I repeatedly tried to agree with the defendant on the time, place and duration of communication with the child, but it was all in vain. Ultimately, the negotiations led to conflicts.

Today, despite the fact that we practically live next to each other, I do not have the opportunity to fully participate in raising my son.

Since, despite repeated attempts, to settle with Fogel E.V. Question about the procedure for communicating with my child Vogel A.A., she always answered me with a refusal, while constantly making trouble and forbidding me to communicate with my son.

When I call on the phone, she also refuses to talk to my child and scolds him for communicating with me.

In accordance with Art. 61 of the RF IC, parents have equal rights and responsibilities in relation to their children. By virtue of Art. 63 of the RF IC, parents have the right and obligation to raise their children.

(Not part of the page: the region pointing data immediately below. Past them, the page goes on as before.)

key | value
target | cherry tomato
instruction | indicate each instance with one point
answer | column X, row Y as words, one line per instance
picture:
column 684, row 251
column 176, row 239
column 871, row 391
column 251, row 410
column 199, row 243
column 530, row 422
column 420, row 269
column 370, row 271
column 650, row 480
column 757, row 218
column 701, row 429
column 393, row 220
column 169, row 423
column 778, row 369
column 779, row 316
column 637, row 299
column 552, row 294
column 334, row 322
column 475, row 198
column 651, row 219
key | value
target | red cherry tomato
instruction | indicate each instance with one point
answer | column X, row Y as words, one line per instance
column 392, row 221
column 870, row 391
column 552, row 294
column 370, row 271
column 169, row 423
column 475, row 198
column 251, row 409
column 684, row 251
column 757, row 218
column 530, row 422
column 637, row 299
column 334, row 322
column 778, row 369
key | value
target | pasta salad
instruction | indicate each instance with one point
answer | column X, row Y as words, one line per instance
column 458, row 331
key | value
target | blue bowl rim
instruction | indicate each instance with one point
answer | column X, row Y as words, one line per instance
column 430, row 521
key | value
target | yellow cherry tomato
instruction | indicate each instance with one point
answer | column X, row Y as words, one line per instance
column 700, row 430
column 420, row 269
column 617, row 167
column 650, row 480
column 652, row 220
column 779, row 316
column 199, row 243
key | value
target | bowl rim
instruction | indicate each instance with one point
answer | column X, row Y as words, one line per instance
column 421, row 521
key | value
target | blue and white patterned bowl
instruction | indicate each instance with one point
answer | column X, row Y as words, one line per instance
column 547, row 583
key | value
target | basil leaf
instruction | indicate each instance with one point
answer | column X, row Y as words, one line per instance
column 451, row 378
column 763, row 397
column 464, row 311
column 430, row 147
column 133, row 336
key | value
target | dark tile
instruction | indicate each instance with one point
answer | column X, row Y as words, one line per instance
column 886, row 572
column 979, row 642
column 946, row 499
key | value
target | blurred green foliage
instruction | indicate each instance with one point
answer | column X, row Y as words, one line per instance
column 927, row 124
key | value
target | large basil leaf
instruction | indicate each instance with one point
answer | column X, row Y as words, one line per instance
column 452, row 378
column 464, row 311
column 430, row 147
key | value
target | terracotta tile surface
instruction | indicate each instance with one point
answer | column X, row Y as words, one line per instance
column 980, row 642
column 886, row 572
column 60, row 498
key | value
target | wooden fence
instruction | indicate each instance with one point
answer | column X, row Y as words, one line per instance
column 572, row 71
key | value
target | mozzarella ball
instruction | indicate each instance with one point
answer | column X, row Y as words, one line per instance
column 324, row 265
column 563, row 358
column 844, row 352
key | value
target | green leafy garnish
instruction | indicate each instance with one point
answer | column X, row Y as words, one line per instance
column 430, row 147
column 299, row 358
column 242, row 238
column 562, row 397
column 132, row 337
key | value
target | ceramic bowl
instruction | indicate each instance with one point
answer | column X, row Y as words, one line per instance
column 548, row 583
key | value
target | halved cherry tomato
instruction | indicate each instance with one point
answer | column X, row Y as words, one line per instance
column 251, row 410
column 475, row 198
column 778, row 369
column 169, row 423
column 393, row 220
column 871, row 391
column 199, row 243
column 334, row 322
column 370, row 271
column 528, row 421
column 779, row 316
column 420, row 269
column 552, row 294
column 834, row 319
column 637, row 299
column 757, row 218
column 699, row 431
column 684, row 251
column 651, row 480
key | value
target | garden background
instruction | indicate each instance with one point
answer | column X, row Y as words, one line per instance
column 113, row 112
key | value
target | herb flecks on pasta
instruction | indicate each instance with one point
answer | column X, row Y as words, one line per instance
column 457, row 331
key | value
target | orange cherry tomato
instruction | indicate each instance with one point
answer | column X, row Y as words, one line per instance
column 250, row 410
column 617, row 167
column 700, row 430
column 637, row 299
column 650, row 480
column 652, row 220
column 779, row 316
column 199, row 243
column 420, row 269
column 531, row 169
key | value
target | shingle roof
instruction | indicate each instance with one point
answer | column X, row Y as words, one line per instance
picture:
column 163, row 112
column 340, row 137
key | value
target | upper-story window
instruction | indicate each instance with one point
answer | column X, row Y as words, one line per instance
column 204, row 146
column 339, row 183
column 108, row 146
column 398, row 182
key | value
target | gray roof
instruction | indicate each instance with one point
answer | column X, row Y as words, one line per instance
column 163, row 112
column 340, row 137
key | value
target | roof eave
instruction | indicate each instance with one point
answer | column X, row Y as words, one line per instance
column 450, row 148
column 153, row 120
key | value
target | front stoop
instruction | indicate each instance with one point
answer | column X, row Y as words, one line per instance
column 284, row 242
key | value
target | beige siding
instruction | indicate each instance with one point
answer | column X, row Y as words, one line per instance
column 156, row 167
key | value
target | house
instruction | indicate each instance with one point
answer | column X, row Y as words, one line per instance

According to Art. 66 of the RF IC, a parent living separately from a child has the right to communicate with him, participate in his upbringing and resolve issues regarding his education.

The parent with whom the child lives should not prevent him from seeing his father, if these meetings do not harm his physical and mental health, as well as moral development.

I consider the Defendant’s actions to be illegal and contrary to the norms of family law, since by her actions she deprives me, as a father, of the right to full communication with the child and his upbringing.

Based on the above, in accordance with paragraph 2 of Art. 66 IC RF,

I ask the court:

1) Establish the following procedure for communicating with the child Fogel Andrey Alekseevich born on May 2, 2009:

– meet every second Saturday and Sunday of the month from 10.00 am on Saturday to 6.00 pm on Sunday at the location of the father, A.A. Vogel without the presence of the defendant;

– meet with father, Vogel A.A. weekly, every Wednesday from 18.30 to 21.30.

– meet from 10:00 a.m. on November 7 to 8:00 p.m. on November 11 annually at the father’s location, Vogel A.A. without the presence of the defendant;

– meet from 10.00 o’clock on December 4 to 20.00 o’clock on December 9 annually at the father’s location, Fogel A.A. without the presence of the defendant;

– meet from 10.00 o’clock on March 25 to 20.00 o’clock on March 30 annually at the father’s location, Vogel A.A. without the presence of the defendant;

– meet from 10.00 o’clock on June 15 to 20.00 o’clock on August 30 annually at the father’s location, Vogel A.A. without the presence of the defendant.

2) Oblige the defendant Fogel E.V. Do not create obstacles for me, Vogel A.A., in communicating with the child.

Application:

1) Copies of the statement of claim (according to the number of persons participating in the case).